Thanks for providing sample alerts - they are useful to start preparing brokers for LSST! I would like to give a feedback on the cutouts. For reference, I was mainly working with latest_single_ccd_sample.avro (as of 2020/07/20).
raw cutouts -> gzipped cutouts
I noticed the cutouts are plain FITS file (i.e. uncompressed). While this is explicitly stated in LSE-163 (section 3.5.1), is there any chance to compress the data in the future? I made some statistics on the size of objects without and with compression (gzip), and the gain in space for each alert would be between 20 and 30%.
huge cutouts
There are a few cutouts for which the size is very large (several MB). Here is the list of of alertId with the two cutouts above 5MB:
181078402474705706
181078402474705741
181078402474705748
181078402474705752
181078402474705769
I visually inspect these cutouts, and they do not look like cutouts but rather a large part of a CCD, e.g.:
Some detections on bleed trails or other artifacts generate
extremely large footprints and correspondingly large cutouts.
We expect to mitigate this problem in the future.
this might explain the large cutouts found above, although I do not see obvious artifacts there.
EDIT: I just noticed that the data has changed (https://github.com/lsst-dm/sample_alert_info/blob/master/CHANGELOG.md#2020-07-15), and the new release of latest_single_ccd_sample.avro does not contain such a large cutouts anymore (with the file last modified on 2020-07-22 11:43 ). I can see cutouts with moderate size (~2MB), but they are associated with artifacts, like
which seems to be something known and expected by the DM team. Hence my original question focuses now only on the possible data compression.
Yes, it is likely we will gzip-compress the image cutouts in the future, probably by gzipping the entire cutout. (For small cutout sizes, the text FITS headers present a significant overhead.)
As to the large cutouts, these are the result of a number of goals. The DPDD (section 3.5.1) requires us to send the full detection footprint–which for artifacts like the one above can be quite large. (This also uncovered some bugs which erroneously generated extremely large footprints.)

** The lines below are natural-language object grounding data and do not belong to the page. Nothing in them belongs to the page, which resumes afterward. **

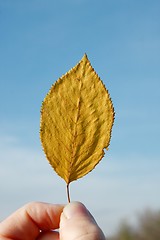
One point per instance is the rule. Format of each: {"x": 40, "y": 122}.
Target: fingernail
{"x": 74, "y": 208}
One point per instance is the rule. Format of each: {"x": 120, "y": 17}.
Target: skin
{"x": 39, "y": 221}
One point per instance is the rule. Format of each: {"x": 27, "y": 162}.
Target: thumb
{"x": 77, "y": 223}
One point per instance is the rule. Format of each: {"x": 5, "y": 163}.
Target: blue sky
{"x": 42, "y": 39}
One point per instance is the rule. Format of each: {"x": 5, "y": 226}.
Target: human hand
{"x": 39, "y": 221}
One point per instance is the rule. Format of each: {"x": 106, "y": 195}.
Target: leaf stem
{"x": 68, "y": 194}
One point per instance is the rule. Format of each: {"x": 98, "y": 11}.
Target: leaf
{"x": 76, "y": 121}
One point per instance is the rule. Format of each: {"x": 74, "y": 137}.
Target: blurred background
{"x": 39, "y": 41}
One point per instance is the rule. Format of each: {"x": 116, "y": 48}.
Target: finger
{"x": 27, "y": 222}
{"x": 77, "y": 223}
{"x": 48, "y": 235}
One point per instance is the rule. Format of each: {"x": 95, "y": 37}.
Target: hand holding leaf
{"x": 76, "y": 122}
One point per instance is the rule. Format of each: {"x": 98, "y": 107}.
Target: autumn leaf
{"x": 76, "y": 122}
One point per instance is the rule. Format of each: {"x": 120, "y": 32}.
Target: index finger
{"x": 27, "y": 222}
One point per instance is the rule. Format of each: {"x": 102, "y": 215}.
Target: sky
{"x": 40, "y": 40}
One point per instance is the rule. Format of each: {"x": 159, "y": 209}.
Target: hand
{"x": 40, "y": 220}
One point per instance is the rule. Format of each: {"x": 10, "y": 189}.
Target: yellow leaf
{"x": 76, "y": 121}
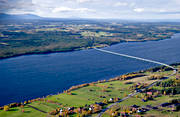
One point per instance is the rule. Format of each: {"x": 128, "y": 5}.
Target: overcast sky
{"x": 120, "y": 9}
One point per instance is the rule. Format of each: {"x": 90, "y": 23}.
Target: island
{"x": 40, "y": 36}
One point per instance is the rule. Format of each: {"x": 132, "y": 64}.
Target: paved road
{"x": 130, "y": 95}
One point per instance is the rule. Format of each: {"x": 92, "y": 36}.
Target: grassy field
{"x": 95, "y": 92}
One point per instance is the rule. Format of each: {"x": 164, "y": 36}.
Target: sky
{"x": 106, "y": 9}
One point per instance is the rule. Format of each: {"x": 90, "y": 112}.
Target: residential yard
{"x": 89, "y": 99}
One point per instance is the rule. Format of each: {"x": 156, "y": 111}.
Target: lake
{"x": 31, "y": 76}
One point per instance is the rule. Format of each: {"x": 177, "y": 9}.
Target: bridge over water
{"x": 134, "y": 57}
{"x": 138, "y": 58}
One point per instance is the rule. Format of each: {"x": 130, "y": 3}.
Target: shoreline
{"x": 100, "y": 81}
{"x": 77, "y": 49}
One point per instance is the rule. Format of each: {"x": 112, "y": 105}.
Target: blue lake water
{"x": 33, "y": 76}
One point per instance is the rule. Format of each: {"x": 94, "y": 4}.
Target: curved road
{"x": 138, "y": 58}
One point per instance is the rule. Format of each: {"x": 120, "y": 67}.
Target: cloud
{"x": 67, "y": 9}
{"x": 82, "y": 1}
{"x": 16, "y": 5}
{"x": 120, "y": 4}
{"x": 139, "y": 10}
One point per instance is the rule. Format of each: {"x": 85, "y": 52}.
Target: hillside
{"x": 163, "y": 99}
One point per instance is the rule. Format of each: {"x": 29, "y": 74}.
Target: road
{"x": 135, "y": 93}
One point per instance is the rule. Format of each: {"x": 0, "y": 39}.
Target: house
{"x": 149, "y": 93}
{"x": 111, "y": 99}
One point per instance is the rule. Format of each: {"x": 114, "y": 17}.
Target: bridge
{"x": 138, "y": 58}
{"x": 134, "y": 57}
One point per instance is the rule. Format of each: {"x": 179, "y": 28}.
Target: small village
{"x": 163, "y": 97}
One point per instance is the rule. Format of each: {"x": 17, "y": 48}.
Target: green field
{"x": 100, "y": 91}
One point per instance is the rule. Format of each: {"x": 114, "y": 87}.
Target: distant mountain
{"x": 19, "y": 16}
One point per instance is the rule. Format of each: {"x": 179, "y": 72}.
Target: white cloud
{"x": 120, "y": 4}
{"x": 139, "y": 10}
{"x": 67, "y": 9}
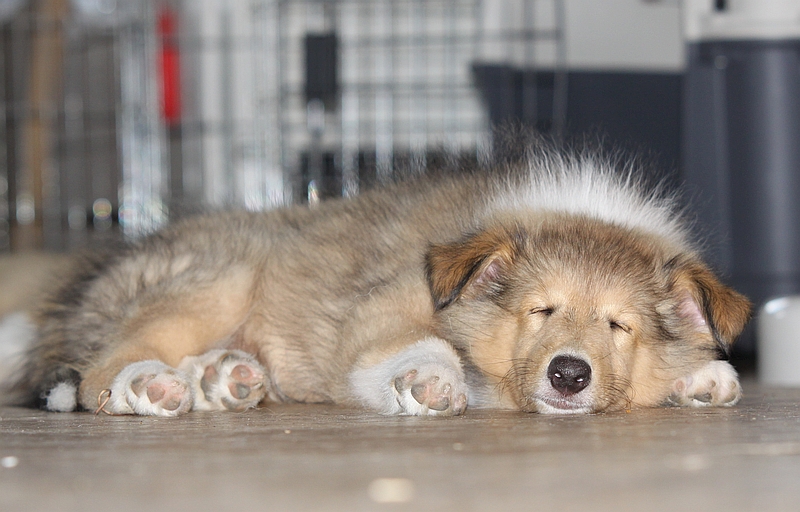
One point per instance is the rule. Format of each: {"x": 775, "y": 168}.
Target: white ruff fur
{"x": 592, "y": 188}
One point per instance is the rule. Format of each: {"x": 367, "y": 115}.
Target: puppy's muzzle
{"x": 569, "y": 375}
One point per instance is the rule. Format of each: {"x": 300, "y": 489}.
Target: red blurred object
{"x": 170, "y": 67}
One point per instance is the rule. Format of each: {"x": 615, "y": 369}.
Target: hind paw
{"x": 715, "y": 384}
{"x": 225, "y": 380}
{"x": 150, "y": 388}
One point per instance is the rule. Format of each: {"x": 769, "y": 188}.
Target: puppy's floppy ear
{"x": 477, "y": 260}
{"x": 706, "y": 304}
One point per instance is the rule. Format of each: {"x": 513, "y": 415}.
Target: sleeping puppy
{"x": 553, "y": 285}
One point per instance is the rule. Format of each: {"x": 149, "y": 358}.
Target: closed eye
{"x": 619, "y": 326}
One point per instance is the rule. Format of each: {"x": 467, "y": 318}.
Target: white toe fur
{"x": 429, "y": 368}
{"x": 715, "y": 384}
{"x": 129, "y": 390}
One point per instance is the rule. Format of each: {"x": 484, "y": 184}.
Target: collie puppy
{"x": 555, "y": 285}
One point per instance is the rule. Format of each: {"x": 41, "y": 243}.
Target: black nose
{"x": 569, "y": 375}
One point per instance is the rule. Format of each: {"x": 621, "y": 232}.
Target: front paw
{"x": 150, "y": 388}
{"x": 431, "y": 390}
{"x": 715, "y": 384}
{"x": 423, "y": 379}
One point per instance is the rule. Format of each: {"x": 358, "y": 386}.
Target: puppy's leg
{"x": 425, "y": 378}
{"x": 714, "y": 384}
{"x": 225, "y": 380}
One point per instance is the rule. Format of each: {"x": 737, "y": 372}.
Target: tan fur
{"x": 318, "y": 294}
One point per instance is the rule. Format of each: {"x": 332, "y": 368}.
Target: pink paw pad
{"x": 162, "y": 390}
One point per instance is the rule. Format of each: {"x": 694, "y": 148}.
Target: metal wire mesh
{"x": 93, "y": 131}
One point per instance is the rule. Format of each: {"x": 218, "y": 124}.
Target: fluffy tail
{"x": 17, "y": 334}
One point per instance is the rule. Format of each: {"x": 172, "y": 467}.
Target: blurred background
{"x": 118, "y": 115}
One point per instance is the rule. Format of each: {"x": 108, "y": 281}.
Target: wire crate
{"x": 131, "y": 112}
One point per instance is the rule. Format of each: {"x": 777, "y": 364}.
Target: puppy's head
{"x": 571, "y": 315}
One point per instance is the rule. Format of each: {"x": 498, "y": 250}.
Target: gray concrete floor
{"x": 300, "y": 457}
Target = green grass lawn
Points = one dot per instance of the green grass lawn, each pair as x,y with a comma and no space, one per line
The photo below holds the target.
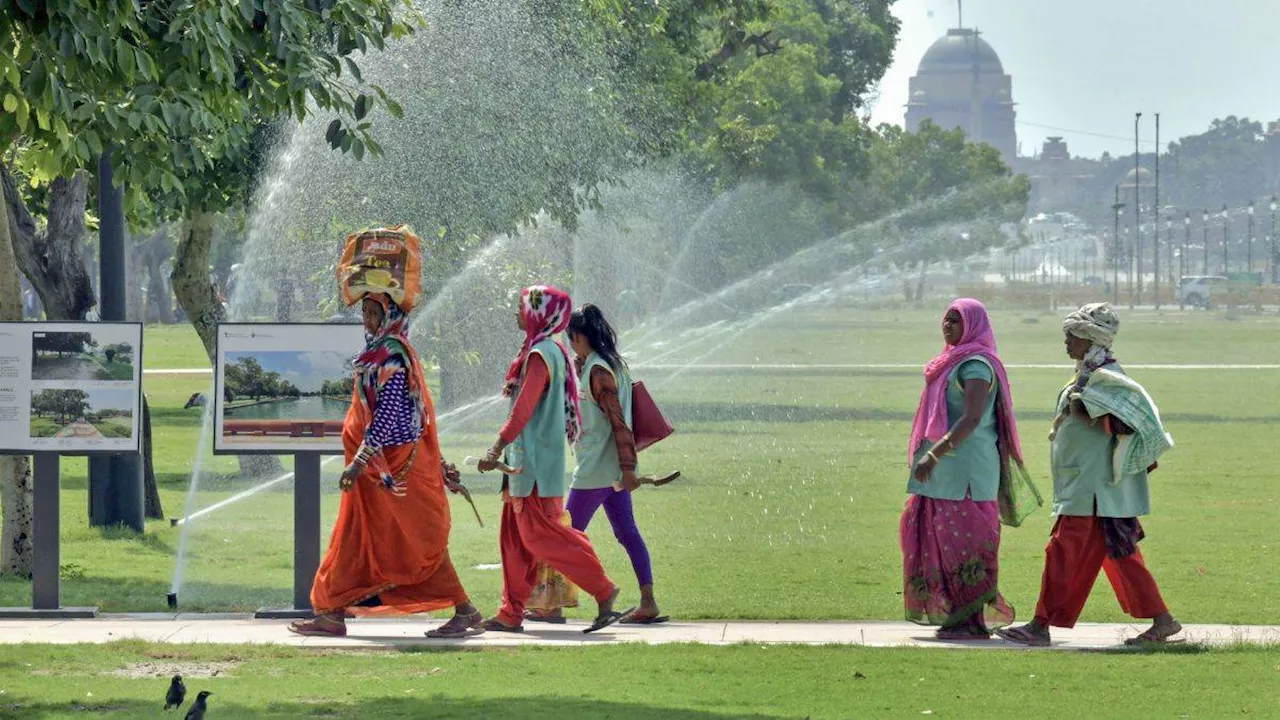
794,478
638,682
44,427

It also seemed initially reasonable to require the cutouts to be square and to center the DIASource in the middle of the cutout–those decisions lead to the large empty areas you are showing above.

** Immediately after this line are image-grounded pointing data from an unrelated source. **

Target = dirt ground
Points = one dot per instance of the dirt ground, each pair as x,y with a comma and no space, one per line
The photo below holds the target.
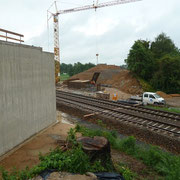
27,154
118,78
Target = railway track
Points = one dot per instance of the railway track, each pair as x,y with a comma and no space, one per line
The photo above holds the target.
155,120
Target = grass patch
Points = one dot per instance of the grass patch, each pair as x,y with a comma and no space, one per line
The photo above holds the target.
76,161
64,77
165,164
169,109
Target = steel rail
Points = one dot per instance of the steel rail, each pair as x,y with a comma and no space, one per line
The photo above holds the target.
119,115
157,113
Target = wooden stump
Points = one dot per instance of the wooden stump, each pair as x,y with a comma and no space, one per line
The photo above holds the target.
97,148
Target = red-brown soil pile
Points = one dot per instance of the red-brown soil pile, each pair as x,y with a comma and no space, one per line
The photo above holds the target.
163,94
115,76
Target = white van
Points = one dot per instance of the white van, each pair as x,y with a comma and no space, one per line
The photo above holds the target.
152,98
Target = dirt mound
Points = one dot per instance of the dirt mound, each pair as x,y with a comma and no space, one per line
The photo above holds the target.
115,76
125,81
175,95
163,94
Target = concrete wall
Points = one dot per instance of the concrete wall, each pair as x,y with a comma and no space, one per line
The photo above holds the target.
27,93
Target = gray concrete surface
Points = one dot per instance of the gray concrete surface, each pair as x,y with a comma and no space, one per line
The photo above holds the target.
27,93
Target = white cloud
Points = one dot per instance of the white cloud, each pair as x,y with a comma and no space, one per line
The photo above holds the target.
117,27
96,27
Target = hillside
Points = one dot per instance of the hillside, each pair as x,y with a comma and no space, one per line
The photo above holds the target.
114,76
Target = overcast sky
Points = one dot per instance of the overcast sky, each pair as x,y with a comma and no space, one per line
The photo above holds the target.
110,31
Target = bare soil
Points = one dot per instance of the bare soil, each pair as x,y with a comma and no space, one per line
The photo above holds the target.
28,153
118,78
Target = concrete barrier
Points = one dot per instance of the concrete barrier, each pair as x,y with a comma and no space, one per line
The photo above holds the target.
27,93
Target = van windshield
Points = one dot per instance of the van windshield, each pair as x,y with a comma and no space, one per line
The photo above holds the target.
157,96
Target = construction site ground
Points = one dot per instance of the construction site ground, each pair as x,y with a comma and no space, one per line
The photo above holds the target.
27,154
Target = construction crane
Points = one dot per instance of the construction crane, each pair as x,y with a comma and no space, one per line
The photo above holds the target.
66,11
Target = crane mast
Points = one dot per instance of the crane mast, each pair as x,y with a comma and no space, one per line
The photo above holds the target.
83,8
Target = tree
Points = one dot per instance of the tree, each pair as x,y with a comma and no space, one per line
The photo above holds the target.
163,45
140,59
167,78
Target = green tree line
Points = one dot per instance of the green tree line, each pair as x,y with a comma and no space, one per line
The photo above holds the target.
156,62
75,68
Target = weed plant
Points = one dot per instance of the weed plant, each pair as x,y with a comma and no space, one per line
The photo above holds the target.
164,163
76,161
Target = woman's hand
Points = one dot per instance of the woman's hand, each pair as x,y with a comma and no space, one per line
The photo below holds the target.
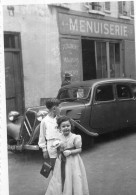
45,155
67,153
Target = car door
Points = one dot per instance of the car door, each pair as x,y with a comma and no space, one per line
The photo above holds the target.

There are science cases for large cutouts, though: some streaking Near-Earth Asteroids can be as long as 0.5 degrees in 30 second exposures…
We’re continuing to test and improve the cutout generation; your feedback on what will be the most useful for your goals will be helpful.
I did not realize the constraints from the DPDD on the cutout size is a “no smaller than” rather than a fixed size. For reference, I plotted the distribution of cutout sizes in pixels, with some typical cutouts highlighted (from latest_single_visit_sample.avro):
while the mean (45pix) is around the smallest size (30pix), one has a long tail with large alert packets. I’ll continue to explore the data and send feedback.
FITS header compression has been discussed in the past both by the FPACK authors (Pence, White, & Seaman) and by the FITS technical working group. The default FPACK Rice compression outperforms gzip in compression ratio and speed for both lossless and lossy regimes applied to the pixels. It has always been recognized that use cases involving numerous small cutouts could benefit most from a native FITS header compression convention, otherwise the readable headers are a desirable feature. (A review of what FITS keywords are required might be the most efficient way to reduce the size of the header.)
Compression should be viewed in a larger context than just storage space (see links from https://heasarc.gsfc.nasa.gov/fitsio/fpack/). Speed issues, both of compression / decompression, and for alerts of a multi-hop network transport timing budget, are at least as important. Indeed, remaining uncompressed is often an attractive option operationally, for instance if these cutouts will be repeatedly processed by brokers. If some fraction of the cutouts are significantly larger than the rest, they might be FITS tile-compressed leaving the rest uncompressed. That way all cutouts remain conforming FITS and libraries like CFITSIO can access the tiles efficiently.
If header compression remains of interest, there are a couple of basic options (with variations under the hood): 1) a legal FITS file can already be constructed by transforming the header keywords into a bintable and FPACK-compressing the table, and 2) it would be relatively trivial to gzip the fz-annotated header records concatenated with the Rice-compressed data records. Note the economies of scale from aggregating MEF headers into a single bintable.
LSST could also raise the issue of a header compression convention at the FITS BoF at the upcoming ADASS (or rather, raise the issue now and resolve it then). If higher compression ratios are required, one of these options combined with aggressive lossy FPACK compression could likely realize 10:1 or better ratios. The fundamental tradeoffs are in juggling both low-entropy headers and high-entropy pixels using the same toolkit.